FIGURE 3.

Effects of 3BP2 suppression on RANKL-induced organization of the osteoclast actin cytoskeleton. A, shLacZ and sh3BP2 cells were seeded onto sterile chamber slide treated with sRANKL (40 ng/ml) for the indicated times. After washing, the cells were fixed, permeabilized, and incubated with 100 ng/ml of Texas Red phalloidin for 30 min. Polymerized actin was visualized using a fluorescence microscope. The data shown are representative of three independent experiments. Scale bars, 50 μm. B, cells were treated with sRANKL (40 ng/ml) for the indicated times. Following cell fixation and labeling with AlexaFluor 488-conjugated phalloidin (100 ng/ml), actin polymerization was quantified by flow cytometry. The data are expressed as mean channel fluorescence intensity for each sample. The results represent the means ± S.D. of three independent determinations. C, shLacZ and sh3BP2 cells were stimulated or not with RANKL (40 ng/ml) for the indicated times.
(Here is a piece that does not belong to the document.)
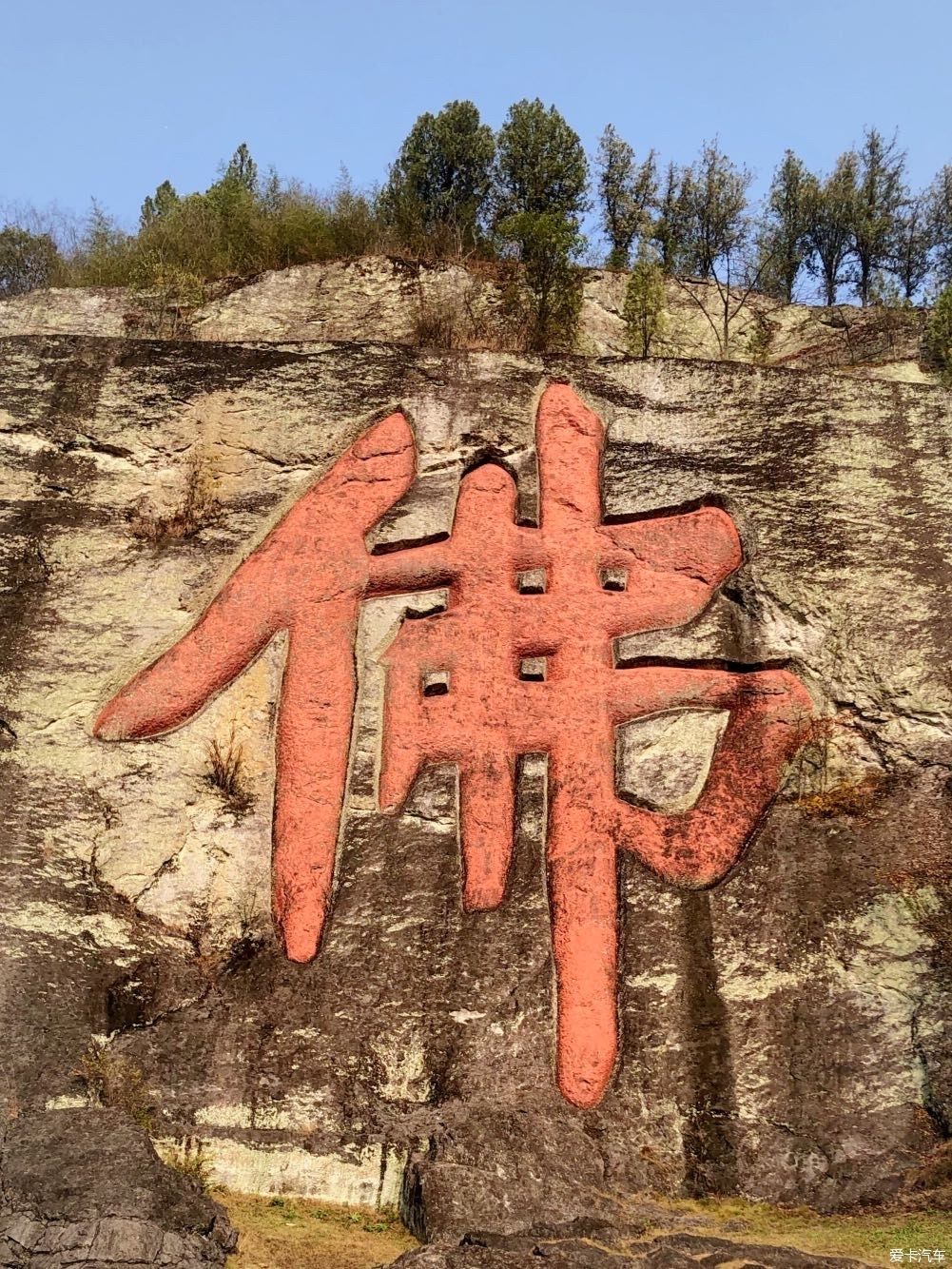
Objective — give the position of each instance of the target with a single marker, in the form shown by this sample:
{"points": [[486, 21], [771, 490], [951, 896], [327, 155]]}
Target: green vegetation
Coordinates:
{"points": [[516, 201], [27, 261], [297, 1234], [439, 183], [868, 1236], [645, 306], [938, 337], [112, 1080]]}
The expression of integrin αv and β3 subunits and CD44 mRNA was determined by real time quantitative PCR. The data are expressed as the means ± S.D. of triplicate determinations and are representative of three independent experiments. D, cells were cultured without serum for 12 h before stimulation with sRANKL (100 ng/ml) for 0, 10, and 60 min. The cell lysates were subjected to immunoblot analysis with antibodies against phospho-ERM and phospho-FAK. The same membrane was stripped and reprobed with anti-ERK2.